How the Fall of FTX Proves the Need for Decentralized Blockchain Technology
The recent collapse and unraveling of FTX is a stark reminder of why decentralization is essential to web3.
The need for decentralized blockchain technology just became more obvious than ever before.
The recent collapse of FTX, one of the world's largest cryptocurrency exchanges, has highlighted a few major pitfalls of centralized exchanges (CEXs) — and traditional centralized institutions at large.
These problems include gatekeeping, custodianship of customer funds (without granting customers root ownership), under-collateralization, ambiguous regulation, and insider trading — pretty much everything Bitcoin was created to subvert.

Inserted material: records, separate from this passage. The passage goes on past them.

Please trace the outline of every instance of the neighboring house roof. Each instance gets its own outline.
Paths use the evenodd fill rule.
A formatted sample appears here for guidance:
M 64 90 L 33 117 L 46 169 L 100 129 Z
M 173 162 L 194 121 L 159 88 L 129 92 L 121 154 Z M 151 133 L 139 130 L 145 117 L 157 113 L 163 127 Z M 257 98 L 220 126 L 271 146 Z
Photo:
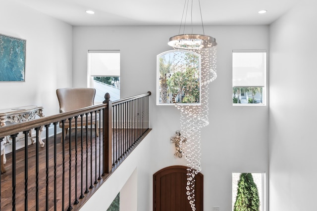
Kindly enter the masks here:
M 101 82 L 94 81 L 94 88 L 96 89 L 95 102 L 102 102 L 105 100 L 105 94 L 110 94 L 110 99 L 112 101 L 120 99 L 120 89 L 113 86 Z

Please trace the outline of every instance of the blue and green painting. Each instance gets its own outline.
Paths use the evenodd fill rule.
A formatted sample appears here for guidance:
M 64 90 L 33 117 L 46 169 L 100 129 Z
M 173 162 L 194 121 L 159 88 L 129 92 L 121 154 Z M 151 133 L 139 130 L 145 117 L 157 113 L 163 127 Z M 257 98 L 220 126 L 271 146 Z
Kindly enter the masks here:
M 0 34 L 0 82 L 24 82 L 26 41 Z

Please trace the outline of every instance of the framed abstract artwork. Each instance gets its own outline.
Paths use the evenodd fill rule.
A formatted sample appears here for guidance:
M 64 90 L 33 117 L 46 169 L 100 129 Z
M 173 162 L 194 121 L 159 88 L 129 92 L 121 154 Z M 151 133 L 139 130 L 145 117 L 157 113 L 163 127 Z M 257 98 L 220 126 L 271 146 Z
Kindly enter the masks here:
M 200 105 L 201 56 L 172 50 L 157 56 L 157 105 Z
M 26 42 L 0 34 L 0 82 L 25 81 Z

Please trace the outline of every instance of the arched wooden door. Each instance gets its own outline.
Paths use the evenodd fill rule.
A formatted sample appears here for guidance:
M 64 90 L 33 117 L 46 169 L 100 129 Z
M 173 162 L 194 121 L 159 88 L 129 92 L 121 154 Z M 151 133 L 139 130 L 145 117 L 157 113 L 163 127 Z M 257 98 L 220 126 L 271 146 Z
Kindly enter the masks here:
M 173 166 L 162 169 L 153 175 L 154 211 L 192 211 L 186 195 L 187 167 Z M 203 174 L 195 176 L 196 208 L 203 211 Z

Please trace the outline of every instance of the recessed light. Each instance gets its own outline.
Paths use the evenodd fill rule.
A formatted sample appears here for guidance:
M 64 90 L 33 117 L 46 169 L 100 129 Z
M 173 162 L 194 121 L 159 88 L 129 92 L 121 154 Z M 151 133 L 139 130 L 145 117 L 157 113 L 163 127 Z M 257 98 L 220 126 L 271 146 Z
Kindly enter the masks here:
M 95 14 L 95 12 L 92 10 L 86 10 L 86 12 L 87 12 L 88 14 Z

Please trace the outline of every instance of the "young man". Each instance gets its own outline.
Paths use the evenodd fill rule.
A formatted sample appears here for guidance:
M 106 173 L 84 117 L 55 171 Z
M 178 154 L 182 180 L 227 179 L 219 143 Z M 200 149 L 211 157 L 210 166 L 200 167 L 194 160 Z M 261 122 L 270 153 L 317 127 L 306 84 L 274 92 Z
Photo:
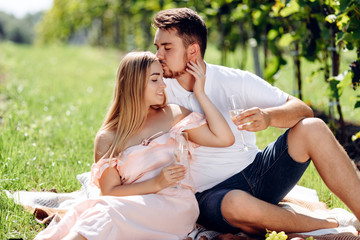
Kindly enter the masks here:
M 343 225 L 360 227 L 356 219 L 360 218 L 360 180 L 346 152 L 326 124 L 313 118 L 307 105 L 249 72 L 205 63 L 207 28 L 195 11 L 161 11 L 154 25 L 156 55 L 168 78 L 168 101 L 202 111 L 192 93 L 195 79 L 185 70 L 188 62 L 199 62 L 206 71 L 205 91 L 236 137 L 231 147 L 200 147 L 195 152 L 191 173 L 197 187 L 200 224 L 220 232 L 241 229 L 253 234 L 265 229 L 305 232 Z M 247 109 L 238 116 L 237 126 L 227 109 L 227 97 L 233 94 L 240 96 Z M 259 151 L 255 132 L 269 126 L 289 130 Z M 240 130 L 248 151 L 239 151 Z M 317 219 L 277 206 L 310 159 L 330 190 L 356 217 L 337 209 Z

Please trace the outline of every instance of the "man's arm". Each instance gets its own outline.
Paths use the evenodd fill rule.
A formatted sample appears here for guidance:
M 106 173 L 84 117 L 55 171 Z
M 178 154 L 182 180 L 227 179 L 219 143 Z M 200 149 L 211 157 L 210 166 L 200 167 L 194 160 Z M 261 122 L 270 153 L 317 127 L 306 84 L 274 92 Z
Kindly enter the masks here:
M 239 130 L 258 132 L 269 126 L 291 128 L 300 120 L 313 116 L 312 109 L 303 101 L 289 96 L 281 106 L 265 109 L 255 107 L 245 110 L 239 115 L 237 125 Z

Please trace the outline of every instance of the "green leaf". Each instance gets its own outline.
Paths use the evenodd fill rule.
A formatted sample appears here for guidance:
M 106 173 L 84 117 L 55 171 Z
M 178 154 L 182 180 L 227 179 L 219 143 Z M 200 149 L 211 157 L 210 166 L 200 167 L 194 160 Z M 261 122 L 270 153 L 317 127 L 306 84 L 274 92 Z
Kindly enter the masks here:
M 325 21 L 327 21 L 328 23 L 334 23 L 334 22 L 336 22 L 336 15 L 335 15 L 335 14 L 327 15 L 327 16 L 325 17 Z
M 357 132 L 356 134 L 352 135 L 351 136 L 351 140 L 354 142 L 356 141 L 357 139 L 360 138 L 360 132 Z
M 360 100 L 359 101 L 356 101 L 355 105 L 354 105 L 354 108 L 360 108 Z
M 339 97 L 342 95 L 344 88 L 347 86 L 351 86 L 351 85 L 352 85 L 351 72 L 347 72 L 346 75 L 344 76 L 344 78 L 342 80 L 340 80 L 340 82 L 336 86 L 338 89 Z
M 300 11 L 300 6 L 295 0 L 291 0 L 286 6 L 281 9 L 280 16 L 287 17 L 291 14 L 297 13 Z
M 293 41 L 295 41 L 297 38 L 294 37 L 291 33 L 285 33 L 281 36 L 279 40 L 279 46 L 280 47 L 287 47 L 289 46 Z
M 278 32 L 278 31 L 276 31 L 275 29 L 271 29 L 271 30 L 268 32 L 268 39 L 269 39 L 269 41 L 274 40 L 278 35 L 279 35 L 279 32 Z
M 336 80 L 335 78 L 330 78 L 329 86 L 326 90 L 326 93 L 330 98 L 336 98 L 336 99 L 339 98 L 339 91 L 337 88 L 338 83 L 339 81 Z
M 336 25 L 338 26 L 338 28 L 340 30 L 342 30 L 350 21 L 350 18 L 348 17 L 347 14 L 341 14 L 338 18 L 337 18 L 337 23 Z

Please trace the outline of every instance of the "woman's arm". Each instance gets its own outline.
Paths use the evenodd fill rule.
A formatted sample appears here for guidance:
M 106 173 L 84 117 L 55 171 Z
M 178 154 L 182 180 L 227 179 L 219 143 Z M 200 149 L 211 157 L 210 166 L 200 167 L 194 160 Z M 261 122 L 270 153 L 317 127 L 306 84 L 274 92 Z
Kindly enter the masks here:
M 187 71 L 195 77 L 194 94 L 203 109 L 207 124 L 187 130 L 189 139 L 208 147 L 228 147 L 234 144 L 234 135 L 223 115 L 205 94 L 205 73 L 199 63 L 190 61 Z
M 140 183 L 122 185 L 116 168 L 109 167 L 105 169 L 99 180 L 101 195 L 131 196 L 157 193 L 181 181 L 184 178 L 185 171 L 185 167 L 182 165 L 171 165 L 163 168 L 155 178 Z

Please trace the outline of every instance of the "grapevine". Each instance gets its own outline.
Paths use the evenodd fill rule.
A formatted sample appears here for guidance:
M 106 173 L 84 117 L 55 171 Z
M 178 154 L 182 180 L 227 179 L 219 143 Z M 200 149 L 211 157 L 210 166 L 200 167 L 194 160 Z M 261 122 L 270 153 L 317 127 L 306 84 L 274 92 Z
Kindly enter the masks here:
M 355 89 L 357 86 L 360 85 L 360 60 L 353 61 L 350 64 L 352 75 L 352 84 L 353 88 Z

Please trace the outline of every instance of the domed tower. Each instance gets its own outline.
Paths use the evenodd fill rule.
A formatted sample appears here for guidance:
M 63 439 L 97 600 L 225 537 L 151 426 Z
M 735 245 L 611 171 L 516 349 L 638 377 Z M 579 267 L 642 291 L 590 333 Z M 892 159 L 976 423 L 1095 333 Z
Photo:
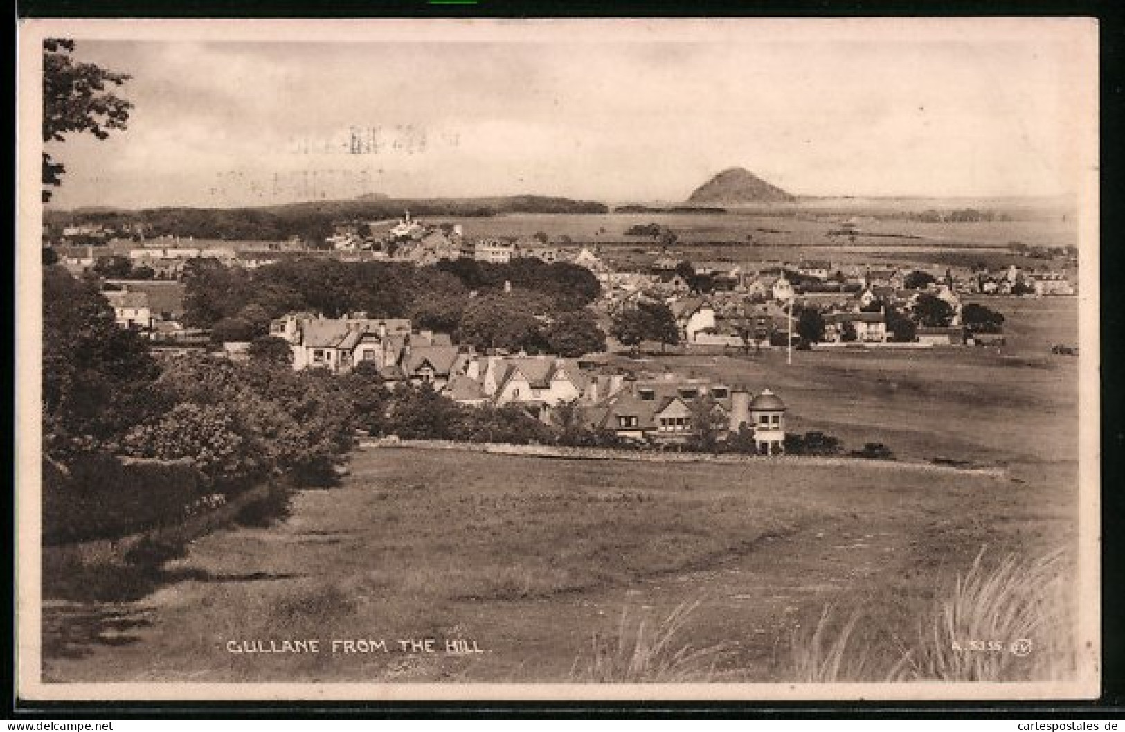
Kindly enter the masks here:
M 785 452 L 785 402 L 768 389 L 750 402 L 750 421 L 754 426 L 754 446 L 759 455 L 780 455 Z

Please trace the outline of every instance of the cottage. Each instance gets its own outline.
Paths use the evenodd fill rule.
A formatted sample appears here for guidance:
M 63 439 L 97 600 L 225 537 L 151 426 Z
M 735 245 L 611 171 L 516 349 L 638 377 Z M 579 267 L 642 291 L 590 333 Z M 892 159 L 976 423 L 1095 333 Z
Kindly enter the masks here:
M 785 403 L 768 389 L 763 389 L 750 402 L 754 446 L 759 454 L 777 455 L 785 452 L 786 410 Z
M 377 368 L 397 365 L 410 333 L 408 320 L 370 320 L 361 314 L 326 319 L 295 313 L 270 323 L 270 334 L 289 342 L 295 371 L 325 368 L 333 374 L 348 373 L 360 363 Z M 393 348 L 396 337 L 398 348 Z
M 806 277 L 816 277 L 824 282 L 831 274 L 832 264 L 822 259 L 806 259 L 796 266 L 796 271 Z
M 506 265 L 515 253 L 515 243 L 501 239 L 466 240 L 461 244 L 460 256 L 466 259 L 487 261 L 494 265 Z
M 927 346 L 961 346 L 965 342 L 965 332 L 960 327 L 927 328 L 919 325 L 916 332 L 919 343 Z
M 844 312 L 825 315 L 825 340 L 843 342 L 850 328 L 855 333 L 855 342 L 884 343 L 888 340 L 886 314 L 878 312 Z
M 128 289 L 101 293 L 114 309 L 114 322 L 120 328 L 152 330 L 153 315 L 148 295 Z
M 700 400 L 710 399 L 712 423 L 721 425 L 720 439 L 752 423 L 750 395 L 744 389 L 700 378 L 666 374 L 633 380 L 595 411 L 596 427 L 626 439 L 682 443 L 699 434 L 695 423 Z
M 702 297 L 676 300 L 668 307 L 685 342 L 694 343 L 701 332 L 716 331 L 714 309 Z
M 583 247 L 578 250 L 578 253 L 574 256 L 572 264 L 585 267 L 594 274 L 603 274 L 610 270 L 610 267 L 602 260 L 598 252 L 590 247 Z

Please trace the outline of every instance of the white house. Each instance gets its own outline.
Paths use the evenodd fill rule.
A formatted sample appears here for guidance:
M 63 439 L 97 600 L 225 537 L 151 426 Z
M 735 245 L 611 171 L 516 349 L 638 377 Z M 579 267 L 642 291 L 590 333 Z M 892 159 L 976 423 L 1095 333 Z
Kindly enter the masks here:
M 152 307 L 148 295 L 128 289 L 107 291 L 101 293 L 114 307 L 114 322 L 122 328 L 140 328 L 151 330 L 153 323 Z

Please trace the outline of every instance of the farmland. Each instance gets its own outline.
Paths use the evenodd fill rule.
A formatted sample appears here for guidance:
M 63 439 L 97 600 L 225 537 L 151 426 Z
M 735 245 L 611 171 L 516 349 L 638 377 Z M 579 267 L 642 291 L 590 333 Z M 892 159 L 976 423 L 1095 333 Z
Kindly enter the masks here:
M 999 476 L 854 461 L 638 464 L 384 448 L 291 516 L 197 541 L 140 599 L 45 608 L 45 678 L 88 681 L 558 681 L 594 634 L 702 600 L 681 642 L 721 645 L 713 676 L 790 680 L 824 607 L 896 637 L 988 556 L 1073 546 L 1072 300 L 1009 313 L 1007 351 L 781 352 L 654 360 L 768 385 L 792 428 L 900 458 L 1002 465 Z M 654 357 L 658 359 L 659 357 Z M 654 365 L 650 364 L 650 365 Z M 1011 425 L 1020 425 L 1012 430 Z M 483 653 L 237 654 L 228 641 L 471 639 Z M 891 648 L 884 637 L 880 648 Z
M 884 465 L 371 450 L 341 488 L 299 494 L 284 525 L 199 541 L 170 570 L 179 581 L 115 608 L 111 639 L 46 639 L 46 678 L 567 680 L 623 608 L 656 617 L 703 599 L 685 642 L 730 644 L 731 678 L 781 680 L 789 634 L 824 604 L 901 624 L 983 544 L 1064 543 L 1072 488 Z M 298 637 L 464 637 L 485 652 L 225 650 Z

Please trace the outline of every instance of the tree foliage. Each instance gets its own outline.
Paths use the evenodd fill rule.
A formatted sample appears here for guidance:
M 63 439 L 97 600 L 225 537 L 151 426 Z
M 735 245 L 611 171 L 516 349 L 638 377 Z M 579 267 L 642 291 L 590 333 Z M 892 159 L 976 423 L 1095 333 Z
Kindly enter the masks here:
M 932 285 L 934 282 L 934 275 L 916 269 L 915 271 L 907 274 L 907 276 L 902 279 L 902 285 L 907 289 L 922 289 L 924 287 Z
M 953 321 L 953 305 L 930 294 L 919 295 L 911 314 L 920 325 L 945 328 Z
M 62 142 L 71 133 L 89 133 L 99 140 L 112 130 L 124 130 L 133 104 L 111 90 L 123 86 L 128 74 L 76 61 L 74 42 L 47 38 L 43 42 L 43 141 Z M 43 185 L 60 186 L 65 168 L 43 153 Z M 43 202 L 52 191 L 44 188 Z
M 543 331 L 547 348 L 567 358 L 605 350 L 605 333 L 588 310 L 561 313 Z
M 973 333 L 999 333 L 1004 330 L 1004 314 L 978 303 L 961 309 L 961 322 Z
M 796 334 L 807 343 L 825 339 L 825 316 L 816 307 L 802 307 L 796 319 Z
M 64 457 L 114 445 L 162 402 L 148 341 L 118 328 L 94 283 L 44 268 L 43 418 L 45 448 Z

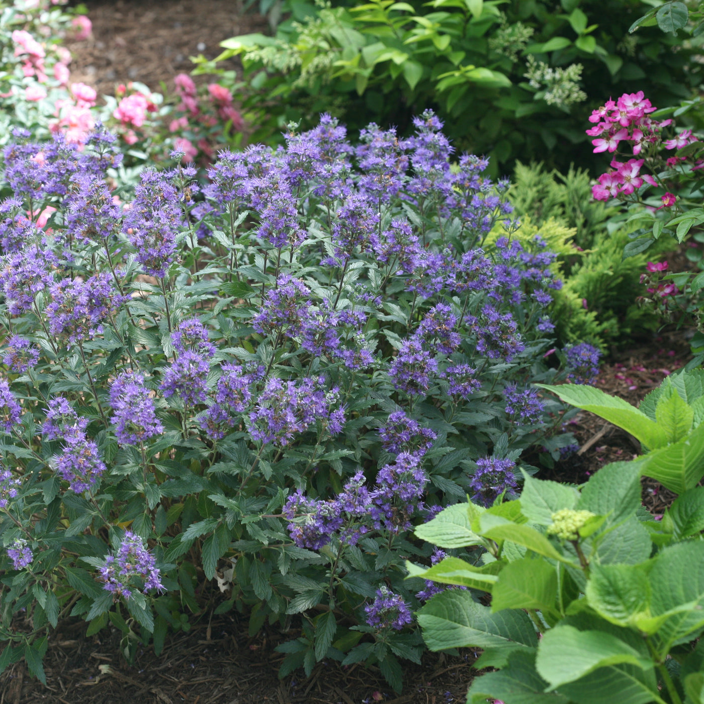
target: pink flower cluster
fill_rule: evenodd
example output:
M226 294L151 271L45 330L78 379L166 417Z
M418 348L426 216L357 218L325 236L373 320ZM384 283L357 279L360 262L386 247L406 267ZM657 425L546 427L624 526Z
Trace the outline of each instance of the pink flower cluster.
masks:
M219 133L216 129L219 122L230 123L232 129L237 130L244 126L241 115L232 105L232 94L225 86L210 83L207 99L199 99L196 84L186 73L177 75L174 83L180 99L176 110L184 114L171 121L169 130L175 133L187 131L191 133L189 136L196 135L196 144L182 134L175 140L174 147L185 154L187 161L194 160L199 151L210 159L214 149L208 137Z
M594 145L594 153L608 152L613 153L622 142L629 142L634 156L638 156L644 146L662 143L666 149L680 149L697 138L691 130L686 130L674 139L662 142L660 130L672 124L672 120L658 121L648 115L657 109L643 96L642 90L637 93L624 93L615 102L608 100L606 103L592 111L589 122L595 123L593 128L586 130ZM674 166L684 157L674 156L667 159L667 164ZM617 195L630 195L643 183L658 186L658 183L649 174L641 173L644 159L629 159L625 162L614 159L610 166L613 171L601 174L597 183L592 186L592 194L596 200L608 200ZM704 166L704 162L695 168ZM674 204L675 197L667 193L662 197L662 208Z

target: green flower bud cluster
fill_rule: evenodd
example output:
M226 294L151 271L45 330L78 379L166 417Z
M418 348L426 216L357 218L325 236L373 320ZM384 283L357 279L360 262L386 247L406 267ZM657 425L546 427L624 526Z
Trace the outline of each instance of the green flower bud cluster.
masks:
M563 541L578 540L579 529L595 515L591 511L560 509L550 517L553 524L548 526L548 535L557 536Z

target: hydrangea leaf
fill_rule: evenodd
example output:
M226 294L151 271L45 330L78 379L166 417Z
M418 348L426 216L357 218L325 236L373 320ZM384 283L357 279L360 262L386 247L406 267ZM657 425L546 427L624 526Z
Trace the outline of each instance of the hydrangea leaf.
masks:
M431 650L448 648L535 648L538 637L528 615L504 610L492 614L471 594L448 589L433 597L417 613Z
M584 384L536 385L552 391L566 403L590 411L622 428L648 447L655 449L667 444L667 434L664 428L623 399L610 396L601 389Z

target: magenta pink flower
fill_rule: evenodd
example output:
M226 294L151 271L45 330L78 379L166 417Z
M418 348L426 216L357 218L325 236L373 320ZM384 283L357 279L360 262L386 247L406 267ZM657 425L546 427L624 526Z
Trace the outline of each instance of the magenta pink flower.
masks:
M611 162L611 166L616 169L623 183L622 193L630 195L636 188L643 185L643 178L639 175L643 162L642 159L631 159L625 163L620 163L615 160Z
M591 143L594 145L594 154L600 152L615 152L618 148L618 143L622 140L628 139L628 130L619 130L618 132L612 135L609 135L605 139L592 140Z
M591 187L592 195L596 200L608 200L609 198L615 197L621 190L623 177L618 171L610 171L601 174L598 181L598 183L595 183Z
M232 102L232 94L219 83L210 83L208 86L208 92L210 97L220 105L230 105Z
M691 130L684 130L674 140L665 140L663 144L667 149L681 149L683 147L697 141L697 138L692 135Z
M662 197L661 199L662 201L662 204L658 209L658 210L660 210L662 208L672 208L672 206L677 202L677 197L674 193L668 192Z

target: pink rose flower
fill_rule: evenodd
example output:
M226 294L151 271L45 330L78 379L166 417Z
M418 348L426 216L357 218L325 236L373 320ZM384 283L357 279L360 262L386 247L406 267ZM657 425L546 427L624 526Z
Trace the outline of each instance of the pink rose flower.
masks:
M88 39L93 31L93 23L85 15L79 15L71 20L71 25L76 30L73 38L79 42Z
M55 63L54 65L54 77L58 81L60 85L68 85L68 79L71 77L71 72L68 70L68 66L63 63Z
M46 97L46 90L43 85L28 85L25 89L25 97L30 102L36 103Z
M230 105L232 102L232 94L219 83L210 83L208 86L208 92L210 97L221 105Z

Decentralized exchanges (DEXs) and decentralized finance (DeFi) offer solutions to these problems — powered by decentralized blockchain technology. DEXs and DeFi platforms provide greater security, transparency, permissionless and trustless transactions, and, most importantly, the self-custody of assets.
"Moreover, while the news of the collapse of FTX is empowering crypto skeptics, we would point out that all the recent collapses in the crypto ecosystem have been from centralized players and not from decentralized protocols."
- J.P. Morgan(1)
The collapse of FTX is just the latest in the growing list of CEX and institutional bankruptcies...
What Does the Collapse of FTX Mean for Web3?
It's been a tough few weeks for the cryptocurrency world. First, we saw the collapse of FTX, one of the leading crypto exchanges. Now, we're left wondering what this means for the future of web3.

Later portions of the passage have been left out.